The vacuum station will incur complex mechanical structures and parts, such that purchase cost and operation cost are raised, and the footprint will be increased due to vacuum station, and operation cost is thus raised.
Temperatures from the washing step to the evacuation step are kept at high temperature in the current cleaning system. While the FOUP is transferred from the vacuum station to the unload port to be purged by nitrogen gas, the environment will be kept at the temperature in the clean room, such as 21° C. This is a cooling process and surface of the FOUP will be contracted and AMC will be grasped. The purpose for purging nitrogen gas is thus failed.
More deterioration, AMC will be released in the later semiconductor process. The semiconductor manufacturing yield will be affected seriously, especially for the semiconductor node below 10 nm.

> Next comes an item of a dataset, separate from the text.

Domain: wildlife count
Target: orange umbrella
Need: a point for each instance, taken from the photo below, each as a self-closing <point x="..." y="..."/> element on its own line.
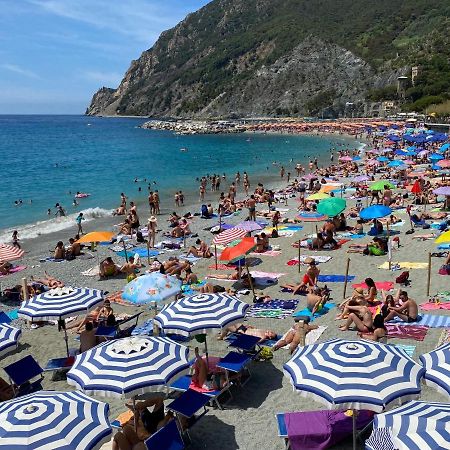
<point x="96" y="236"/>
<point x="239" y="251"/>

Thus, an invention is necessary to solve the issues mentioned above.
BRIEF SUMMARY OF THE INVENTION
The object of this invention is to provide a FOUP cleaning system and method at high temperature environment, such that AMC can be removed more seriously.
It is an object of this invention that the FOUP can be cleaned with or without evacuating process.
It is an object of the present invention to provide a washing chamber with high temperature.
It is an object of the present invention to wash FOUP by using hot DI water.
It is an object of the present invention to provide high exchange rate in the washing process.
It is an object of the present invention to purge FOUP with hot contamination-free gas.
Accordingly, the invention provides a method for cleaning a container, which comprises steps of loading a container into a cleaning system; opening a lid of the container; washing the container and the lid at a first temperature higher than 45° C.; and purging the container with contamination-free gas at temperature at least higher than 45° C.
In the method according to one embodiment of the present invention, the washing step includes steps of spraying DI water to the container and the lid; and purging gas to the container and the lid to dry the container and the lid.
In the method according to one embodiment of the present invention, the purging gas step provides a gas exchange rate at least 8 cycle/min
In the method according to one embodiment of the present invention, a temperature of the washing chamber is ranged from about 45-70° C.
In the method according to one embodiment of the present invention, a temperature of the DI water is ranged from about 45-70° C.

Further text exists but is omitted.